Situation
A large real-estate conglomerate engaged TCDI to review over one million documents following a substantial data breach. They were required to identify individuals whose Personally Identifiable Information (PII) may have been impacted.
During this project, TCDI leveraged its Process-Driven AI approach, which involved a combination of legal process optimization, legacy AI technologies, Generative AI technologies, and human validation through TCDI’s Military Spouse Managed Review (MSMR) program. This approach demonstrated remarkable efficiency and cost effectiveness in handling the PII notification review.
Reduced Document Population by 97%
using legacy-AI tools and metadata culling
Resolution
Given the immense volume of data, TCDI began the engagement by running the data set against its extensive list of PII categories and search terms. Starting with an initial volume of 1,060,742 documents, using legacy AI tools and metadata culling, TCDI was able to reduce the total data volume by 97%, resulting in 35,608 documents potentially containing PII.
These documents were then processed through a proprietary Generative AI tool by TCDI’s partner, TackleAI. The Gen AI tool identified 53 documents containing true PII that were reviewed and validated by TCDI’s MSMR team. In addition, the MSMR team manually reviewed exception documents, which represented less than 3% of the data set. Exception documents included documents that were considered too large, too small, or those containing no text.
Once the identified document IDs from the notification list were reviewed, TCDI’s MSMR team performed two additional rounds of QC. The first round, QC Set 1, involved two statistical samples of 381 documents from the Generative AI-processed set that were not flagged for PII. The second set, QC Set 2, included two sequential statistical samples of 385 documents that were excluded from Generative AI processing (null set) to verify proper culling during the legacy AI data reduction.

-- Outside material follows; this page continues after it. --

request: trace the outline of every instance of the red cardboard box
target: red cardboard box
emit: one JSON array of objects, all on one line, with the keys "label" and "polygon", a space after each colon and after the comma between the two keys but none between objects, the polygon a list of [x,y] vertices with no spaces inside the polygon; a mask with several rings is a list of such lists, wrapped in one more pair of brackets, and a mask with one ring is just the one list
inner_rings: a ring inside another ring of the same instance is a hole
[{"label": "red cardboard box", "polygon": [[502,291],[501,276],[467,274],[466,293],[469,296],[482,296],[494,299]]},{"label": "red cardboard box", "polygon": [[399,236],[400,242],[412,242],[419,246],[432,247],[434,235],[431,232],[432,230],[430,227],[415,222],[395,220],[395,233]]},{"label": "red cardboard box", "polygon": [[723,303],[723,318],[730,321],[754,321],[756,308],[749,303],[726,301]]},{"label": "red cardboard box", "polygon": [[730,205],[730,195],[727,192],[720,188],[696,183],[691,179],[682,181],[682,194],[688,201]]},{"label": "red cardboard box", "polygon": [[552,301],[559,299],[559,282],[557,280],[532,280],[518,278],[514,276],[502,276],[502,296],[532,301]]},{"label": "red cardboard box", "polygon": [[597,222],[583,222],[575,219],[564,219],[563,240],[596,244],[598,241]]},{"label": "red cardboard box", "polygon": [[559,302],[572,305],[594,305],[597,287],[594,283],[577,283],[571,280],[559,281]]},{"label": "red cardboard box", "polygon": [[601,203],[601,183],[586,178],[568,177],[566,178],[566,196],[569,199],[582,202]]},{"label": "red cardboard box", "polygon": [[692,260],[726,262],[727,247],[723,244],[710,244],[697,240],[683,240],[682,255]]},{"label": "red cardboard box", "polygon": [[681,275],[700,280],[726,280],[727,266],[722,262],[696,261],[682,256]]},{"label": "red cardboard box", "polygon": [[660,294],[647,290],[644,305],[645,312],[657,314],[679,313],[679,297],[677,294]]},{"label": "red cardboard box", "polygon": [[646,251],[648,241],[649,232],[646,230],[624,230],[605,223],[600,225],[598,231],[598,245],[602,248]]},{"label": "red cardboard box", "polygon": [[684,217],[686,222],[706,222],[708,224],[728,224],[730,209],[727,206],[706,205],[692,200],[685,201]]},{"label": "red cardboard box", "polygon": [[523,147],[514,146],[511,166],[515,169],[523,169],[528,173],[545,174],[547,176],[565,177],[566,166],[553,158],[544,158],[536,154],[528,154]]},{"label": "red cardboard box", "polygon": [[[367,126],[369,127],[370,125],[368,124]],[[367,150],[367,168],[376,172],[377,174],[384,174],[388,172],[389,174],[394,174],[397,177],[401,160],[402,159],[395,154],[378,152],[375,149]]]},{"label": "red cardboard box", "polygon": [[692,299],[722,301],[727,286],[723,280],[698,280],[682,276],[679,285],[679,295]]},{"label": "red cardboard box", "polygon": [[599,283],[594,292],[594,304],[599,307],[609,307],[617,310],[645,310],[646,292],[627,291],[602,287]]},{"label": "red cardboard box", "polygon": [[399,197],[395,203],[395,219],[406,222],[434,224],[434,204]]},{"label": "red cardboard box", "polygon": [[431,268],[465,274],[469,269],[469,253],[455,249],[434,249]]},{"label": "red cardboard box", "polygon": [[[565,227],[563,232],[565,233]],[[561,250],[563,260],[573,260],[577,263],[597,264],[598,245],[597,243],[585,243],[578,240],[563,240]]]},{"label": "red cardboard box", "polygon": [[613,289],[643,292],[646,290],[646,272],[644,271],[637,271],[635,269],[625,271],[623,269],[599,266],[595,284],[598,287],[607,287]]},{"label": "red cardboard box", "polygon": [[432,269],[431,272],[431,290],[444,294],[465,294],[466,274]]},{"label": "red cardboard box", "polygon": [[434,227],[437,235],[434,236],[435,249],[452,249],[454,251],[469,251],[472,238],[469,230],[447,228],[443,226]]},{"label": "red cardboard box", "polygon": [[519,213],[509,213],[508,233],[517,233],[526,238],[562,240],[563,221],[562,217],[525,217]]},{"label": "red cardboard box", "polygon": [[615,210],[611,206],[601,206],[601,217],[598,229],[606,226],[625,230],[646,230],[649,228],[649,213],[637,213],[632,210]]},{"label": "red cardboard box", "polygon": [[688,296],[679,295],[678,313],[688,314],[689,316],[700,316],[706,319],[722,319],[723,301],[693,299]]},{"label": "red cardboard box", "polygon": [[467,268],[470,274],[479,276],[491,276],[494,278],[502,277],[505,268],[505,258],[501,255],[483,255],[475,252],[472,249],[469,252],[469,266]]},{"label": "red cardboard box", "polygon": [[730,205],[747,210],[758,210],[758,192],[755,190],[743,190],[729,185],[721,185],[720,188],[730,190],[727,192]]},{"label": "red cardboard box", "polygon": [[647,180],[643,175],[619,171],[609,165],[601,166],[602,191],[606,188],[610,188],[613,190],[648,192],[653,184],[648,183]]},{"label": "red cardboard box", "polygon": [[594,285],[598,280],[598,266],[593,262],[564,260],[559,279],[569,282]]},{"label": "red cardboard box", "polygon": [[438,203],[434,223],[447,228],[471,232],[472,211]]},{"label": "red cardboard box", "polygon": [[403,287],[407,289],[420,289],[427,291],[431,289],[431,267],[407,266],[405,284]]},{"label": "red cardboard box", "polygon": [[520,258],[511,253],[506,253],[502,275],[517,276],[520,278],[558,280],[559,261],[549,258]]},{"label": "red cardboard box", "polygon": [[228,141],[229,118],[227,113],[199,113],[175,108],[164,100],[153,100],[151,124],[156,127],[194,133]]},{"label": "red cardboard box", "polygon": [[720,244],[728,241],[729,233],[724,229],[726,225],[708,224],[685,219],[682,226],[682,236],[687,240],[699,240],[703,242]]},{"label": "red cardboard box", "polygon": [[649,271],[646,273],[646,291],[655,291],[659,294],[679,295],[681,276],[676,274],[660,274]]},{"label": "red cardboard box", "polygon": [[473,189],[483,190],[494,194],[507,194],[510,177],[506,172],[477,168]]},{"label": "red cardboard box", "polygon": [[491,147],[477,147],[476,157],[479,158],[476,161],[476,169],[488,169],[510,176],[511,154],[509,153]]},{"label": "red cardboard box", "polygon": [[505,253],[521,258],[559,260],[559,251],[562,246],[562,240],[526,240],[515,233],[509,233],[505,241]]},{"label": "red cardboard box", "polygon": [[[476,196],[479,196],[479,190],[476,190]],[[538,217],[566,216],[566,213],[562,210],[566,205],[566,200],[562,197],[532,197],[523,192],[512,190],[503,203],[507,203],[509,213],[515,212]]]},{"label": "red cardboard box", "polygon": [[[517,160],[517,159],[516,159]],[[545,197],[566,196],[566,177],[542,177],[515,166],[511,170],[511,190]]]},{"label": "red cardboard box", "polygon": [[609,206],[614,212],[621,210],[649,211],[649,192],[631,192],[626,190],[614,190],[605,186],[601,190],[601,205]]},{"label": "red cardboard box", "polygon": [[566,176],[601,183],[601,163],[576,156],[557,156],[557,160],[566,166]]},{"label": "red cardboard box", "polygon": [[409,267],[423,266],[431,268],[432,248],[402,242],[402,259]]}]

Through this QC process, one document in QC Set 1 was identified as having PII but was not flagged by Gen AI due to PII being in a foreign language. TCDI’s team worked closely with TackleAI to update the Gen AI prompts, and the analysis was rerun on the document set to include targeted terms, identify additional foreign language, and ensure no other iterations of the PII existed. In addition, eight documents containing handwriting were identified which were manually reviewed by the MSMR team. No errors were found in QC Set 2. At project conclusion, the total notification list included 48 individuals.
Impact
Through TCDI’s Process-Driven AI approach, the MSMR team achieved remarkable results for our client, including 90% automation of review work. This resulted in over 60% reduction in total project costs while maintaining superior quality and consistency across the data set.
In addition, by maintaining the “human-in-the-loop” approach through human QC and validation, the project was able to achieve its objectives with exceptional accuracy and speed. Most importantly, the notification list was completed within a 1.5-week period, significantly outpacing traditional PII review timelines for similar data set sizes which would typically take 3-4 weeks with aggressive data reduction or up to 3 months without it.